Configuring the SSL connection protocol for the network

About this task

To configure SSL for your network, perform the following steps:
  1. Create an SSL directory under the TWA_home/TWS directory. By default, the path DATA_DIR/ssl is registered in the localopts file. If you create a directory with a name different from ssl in the DATA_DIR directory, then update the localopts file accordingly. For example, if you decide to use the TWA_home/TWS/ssl/CustomSSL/ folder instead of the default one, you can modify localopts as follows:
    SSL key	  ="TWA_HOME/TWS/ssl/CustomSSL/workstationname.key" 
    SSL certificate	   ="TWA_HOME/TWS/ssl/CustomSSL/workstationname.crt"   
    SSL key pwd	       ="TWA_HOME/TWS/ssl/CustomSSL/workstationname.sth"  
    SSL CA certificate      ="TWA_HOME/TWS/ssl/CustomSSL/TWSTrustCertificates.cer" 
    SSL random seed	   ="TWA_HOME/TWS/ssl/CustomSSL/workstationname.rnd" 
    SSL Encryption Cipher   =HIGH

    If you created multiple TWSca.crt,you can simply append the content of each of them on a new line of the TWSTrustCertificates.cer.
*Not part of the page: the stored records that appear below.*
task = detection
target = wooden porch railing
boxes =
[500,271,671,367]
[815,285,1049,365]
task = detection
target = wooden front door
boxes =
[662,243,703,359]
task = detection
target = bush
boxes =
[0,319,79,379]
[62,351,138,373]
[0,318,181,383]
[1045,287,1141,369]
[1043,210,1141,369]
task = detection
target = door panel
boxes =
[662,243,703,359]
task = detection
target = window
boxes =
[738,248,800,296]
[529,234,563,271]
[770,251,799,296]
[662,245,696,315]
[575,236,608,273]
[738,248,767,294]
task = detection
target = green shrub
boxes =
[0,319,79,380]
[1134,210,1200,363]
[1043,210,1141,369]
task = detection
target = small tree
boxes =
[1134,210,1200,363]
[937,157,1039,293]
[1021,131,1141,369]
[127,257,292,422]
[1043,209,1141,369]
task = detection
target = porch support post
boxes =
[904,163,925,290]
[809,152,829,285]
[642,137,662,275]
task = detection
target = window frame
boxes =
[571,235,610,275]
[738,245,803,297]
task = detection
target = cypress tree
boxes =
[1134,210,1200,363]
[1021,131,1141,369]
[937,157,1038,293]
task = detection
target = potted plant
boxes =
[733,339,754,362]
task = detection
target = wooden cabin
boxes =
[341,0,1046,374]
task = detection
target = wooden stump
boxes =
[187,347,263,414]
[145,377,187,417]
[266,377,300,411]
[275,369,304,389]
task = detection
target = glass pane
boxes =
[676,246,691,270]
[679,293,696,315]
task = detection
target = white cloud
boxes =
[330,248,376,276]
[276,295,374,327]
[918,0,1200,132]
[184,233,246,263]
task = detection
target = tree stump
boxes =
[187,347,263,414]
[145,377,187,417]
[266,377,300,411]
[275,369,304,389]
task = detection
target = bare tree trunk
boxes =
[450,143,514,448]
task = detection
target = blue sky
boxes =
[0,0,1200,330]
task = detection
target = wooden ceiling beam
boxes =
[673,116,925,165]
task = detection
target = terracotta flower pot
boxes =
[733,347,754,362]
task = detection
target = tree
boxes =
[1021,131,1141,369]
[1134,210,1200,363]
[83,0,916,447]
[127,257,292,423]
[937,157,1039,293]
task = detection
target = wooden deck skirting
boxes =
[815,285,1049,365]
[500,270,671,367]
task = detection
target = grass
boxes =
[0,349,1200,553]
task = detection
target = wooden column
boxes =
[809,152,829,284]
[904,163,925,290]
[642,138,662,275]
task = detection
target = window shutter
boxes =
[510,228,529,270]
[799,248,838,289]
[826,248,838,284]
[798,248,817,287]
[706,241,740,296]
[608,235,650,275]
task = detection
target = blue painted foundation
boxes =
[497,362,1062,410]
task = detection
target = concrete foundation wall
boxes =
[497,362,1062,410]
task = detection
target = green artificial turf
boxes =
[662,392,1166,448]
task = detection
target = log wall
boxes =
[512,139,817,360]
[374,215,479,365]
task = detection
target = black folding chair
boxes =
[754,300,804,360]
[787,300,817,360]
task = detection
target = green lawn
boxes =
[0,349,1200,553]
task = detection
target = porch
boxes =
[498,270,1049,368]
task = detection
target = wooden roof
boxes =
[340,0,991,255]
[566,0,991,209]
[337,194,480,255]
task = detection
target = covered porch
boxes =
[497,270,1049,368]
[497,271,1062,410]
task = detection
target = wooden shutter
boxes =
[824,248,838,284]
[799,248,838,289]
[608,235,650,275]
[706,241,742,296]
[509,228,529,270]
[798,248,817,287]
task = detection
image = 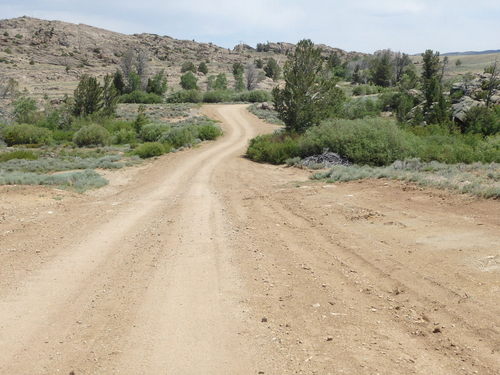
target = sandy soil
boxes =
[0,105,500,375]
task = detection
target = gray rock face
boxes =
[451,96,484,122]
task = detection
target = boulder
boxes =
[451,96,484,122]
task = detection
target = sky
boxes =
[0,0,500,54]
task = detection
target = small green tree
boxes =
[370,50,394,87]
[254,59,264,69]
[482,60,500,108]
[264,57,281,81]
[352,65,361,83]
[273,39,344,132]
[73,74,103,116]
[13,97,38,124]
[146,70,167,96]
[214,73,227,90]
[233,63,245,77]
[181,71,198,90]
[113,70,126,95]
[198,61,208,75]
[102,74,120,116]
[233,62,245,91]
[421,49,449,124]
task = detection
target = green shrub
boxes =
[52,129,75,143]
[462,105,500,135]
[112,129,137,145]
[248,104,284,125]
[181,71,198,90]
[0,150,38,163]
[167,90,203,103]
[203,90,233,103]
[161,127,197,148]
[196,124,222,141]
[13,97,39,124]
[341,98,382,120]
[120,90,164,104]
[73,124,110,147]
[134,142,170,159]
[181,61,197,73]
[139,124,170,142]
[0,170,108,192]
[246,134,300,164]
[3,124,52,146]
[240,90,273,103]
[312,159,500,199]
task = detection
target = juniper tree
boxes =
[273,39,344,132]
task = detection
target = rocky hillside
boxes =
[0,17,368,97]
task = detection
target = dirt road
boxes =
[0,105,500,375]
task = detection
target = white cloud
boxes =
[0,0,500,52]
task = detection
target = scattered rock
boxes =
[298,151,351,168]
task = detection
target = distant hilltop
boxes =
[441,49,500,56]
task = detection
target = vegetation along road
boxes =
[0,105,500,375]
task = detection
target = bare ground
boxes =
[0,105,500,375]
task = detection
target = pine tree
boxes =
[273,39,344,132]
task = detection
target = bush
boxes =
[140,124,170,142]
[196,124,222,141]
[246,134,300,164]
[112,129,137,145]
[181,72,198,90]
[161,126,197,148]
[3,124,52,146]
[167,90,203,103]
[248,104,284,125]
[120,90,164,104]
[181,61,196,73]
[73,124,109,147]
[240,90,273,103]
[300,118,416,165]
[134,142,170,159]
[13,97,39,124]
[203,90,232,103]
[341,98,381,120]
[247,118,500,166]
[0,170,108,192]
[462,105,500,135]
[0,150,38,163]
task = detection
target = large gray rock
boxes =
[451,96,484,122]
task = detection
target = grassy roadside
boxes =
[312,159,500,199]
[0,105,222,192]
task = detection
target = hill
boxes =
[0,17,363,97]
[443,49,500,56]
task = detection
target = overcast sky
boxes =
[0,0,500,53]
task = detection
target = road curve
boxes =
[0,105,500,375]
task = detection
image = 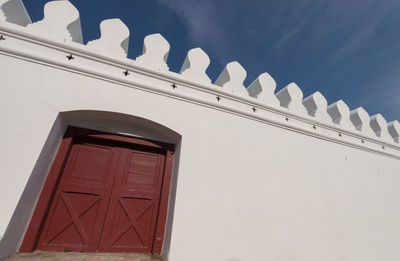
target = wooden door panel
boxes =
[100,149,165,252]
[38,143,118,251]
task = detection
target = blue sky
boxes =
[23,0,400,121]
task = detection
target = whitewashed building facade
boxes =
[0,0,400,261]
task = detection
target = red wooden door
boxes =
[37,132,170,252]
[100,148,165,252]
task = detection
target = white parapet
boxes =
[388,121,400,143]
[276,82,308,115]
[0,0,32,26]
[327,100,355,130]
[180,48,211,83]
[136,34,170,71]
[370,113,393,142]
[87,19,129,58]
[215,62,249,96]
[350,107,375,137]
[27,0,82,43]
[247,73,279,106]
[303,92,332,123]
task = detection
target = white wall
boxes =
[0,3,400,261]
[0,49,400,261]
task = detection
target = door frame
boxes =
[19,126,175,254]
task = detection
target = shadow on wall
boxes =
[0,110,181,260]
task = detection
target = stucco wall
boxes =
[0,2,400,261]
[0,49,400,260]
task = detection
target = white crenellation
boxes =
[350,107,375,137]
[136,34,170,71]
[180,48,211,83]
[214,62,249,96]
[370,113,393,142]
[388,121,400,143]
[27,0,82,43]
[247,73,279,106]
[327,100,355,130]
[276,82,308,115]
[86,19,129,58]
[0,0,32,26]
[303,92,332,124]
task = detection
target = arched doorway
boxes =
[16,112,180,254]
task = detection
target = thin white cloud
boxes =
[158,0,225,47]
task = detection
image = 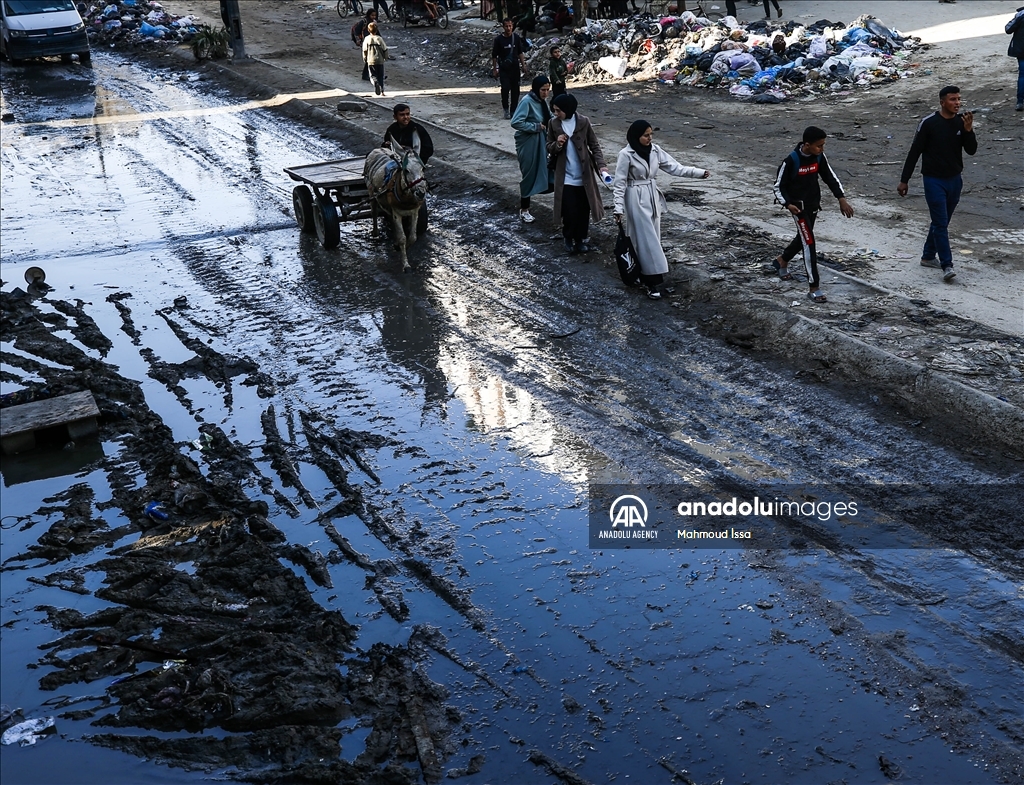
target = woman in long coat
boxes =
[614,120,711,300]
[548,93,608,254]
[512,76,551,223]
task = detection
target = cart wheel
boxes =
[416,202,427,237]
[312,197,341,248]
[292,185,316,234]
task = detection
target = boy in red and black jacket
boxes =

  2. Copy openssl.cnf and openssl.exe to the SSL directory.
  3. Create as many private keys, certificates, and trusted CA lists as you plan to use in your network. For more information, see Creating private keys and certificates.
  4. For each workstation that will use SSL authentication:
    • Update its definition in the HCL Workload Automation database with the SSL attributes. For more information, see Configuring SSL attributes.
    • Add the SSL local options in the localopts file.
    • Update the SSL port parameter. The value must match the value added to the corresponding definition in the HCL Workload Automation database:
      # Netman SSL port
      # the value "0" means port close
      nm SSL port    =PORT_NUMBER
      For more information, see Setting up full SSL security.
Although you are not required to follow a particular sequence, these tasks must all be completed to activate SSL support.
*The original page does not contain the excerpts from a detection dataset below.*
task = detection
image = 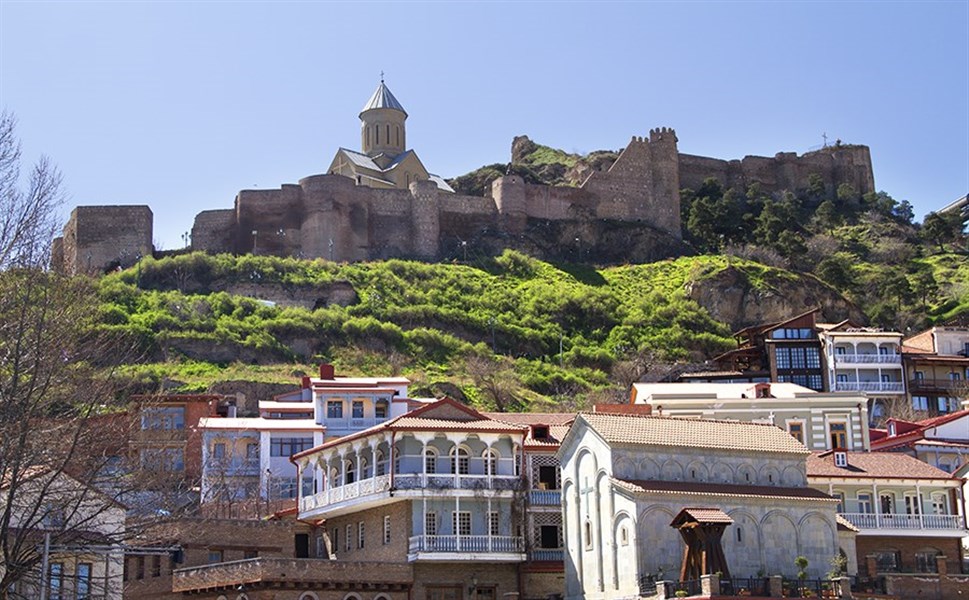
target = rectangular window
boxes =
[488,511,501,535]
[807,375,823,392]
[828,421,848,449]
[538,465,559,490]
[141,406,185,430]
[77,563,92,600]
[269,437,313,458]
[774,348,791,369]
[451,510,471,535]
[47,563,64,600]
[905,495,922,515]
[804,348,821,369]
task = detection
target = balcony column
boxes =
[484,496,492,552]
[871,482,882,528]
[370,440,378,480]
[915,480,925,529]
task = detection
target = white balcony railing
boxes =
[841,513,964,529]
[408,535,525,554]
[528,490,562,506]
[834,353,902,365]
[834,381,905,394]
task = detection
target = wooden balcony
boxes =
[172,558,414,593]
[407,535,525,562]
[841,513,967,536]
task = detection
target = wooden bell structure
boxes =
[670,508,733,581]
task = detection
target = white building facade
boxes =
[559,413,839,599]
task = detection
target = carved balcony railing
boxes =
[408,535,525,554]
[841,513,965,530]
[834,353,902,365]
[528,490,562,506]
[834,381,905,394]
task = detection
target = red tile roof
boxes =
[580,413,808,454]
[612,477,837,502]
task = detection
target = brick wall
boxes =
[317,500,412,563]
[857,535,962,575]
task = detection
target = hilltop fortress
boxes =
[54,81,875,273]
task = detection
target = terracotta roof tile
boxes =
[581,413,808,454]
[612,477,836,502]
[807,451,953,479]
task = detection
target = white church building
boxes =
[558,413,854,599]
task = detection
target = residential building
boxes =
[896,321,969,417]
[199,364,420,508]
[558,413,841,599]
[293,398,529,600]
[708,308,830,392]
[818,321,905,422]
[871,410,969,473]
[630,383,868,451]
[124,508,318,600]
[130,394,226,487]
[0,467,125,600]
[483,412,575,598]
[807,450,966,577]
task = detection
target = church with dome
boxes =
[327,78,454,193]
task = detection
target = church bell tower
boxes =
[360,74,407,157]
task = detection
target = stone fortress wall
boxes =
[55,127,875,273]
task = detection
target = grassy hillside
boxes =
[92,251,789,407]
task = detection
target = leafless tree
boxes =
[0,115,178,600]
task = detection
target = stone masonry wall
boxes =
[58,206,153,275]
[60,128,875,273]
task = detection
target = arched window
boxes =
[451,448,471,475]
[424,448,437,474]
[373,450,387,477]
[343,458,357,483]
[482,448,501,475]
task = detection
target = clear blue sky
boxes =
[0,0,969,249]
In HCL Workload Automation, SSL support is available for the fault-tolerant agents only (including the master domain manager and the domain managers), but not for the extended agents. If you want to use SSL authentication for a workstation that runs an extended agent, you must specify this parameter in the definition of the host workstation of the extended agent.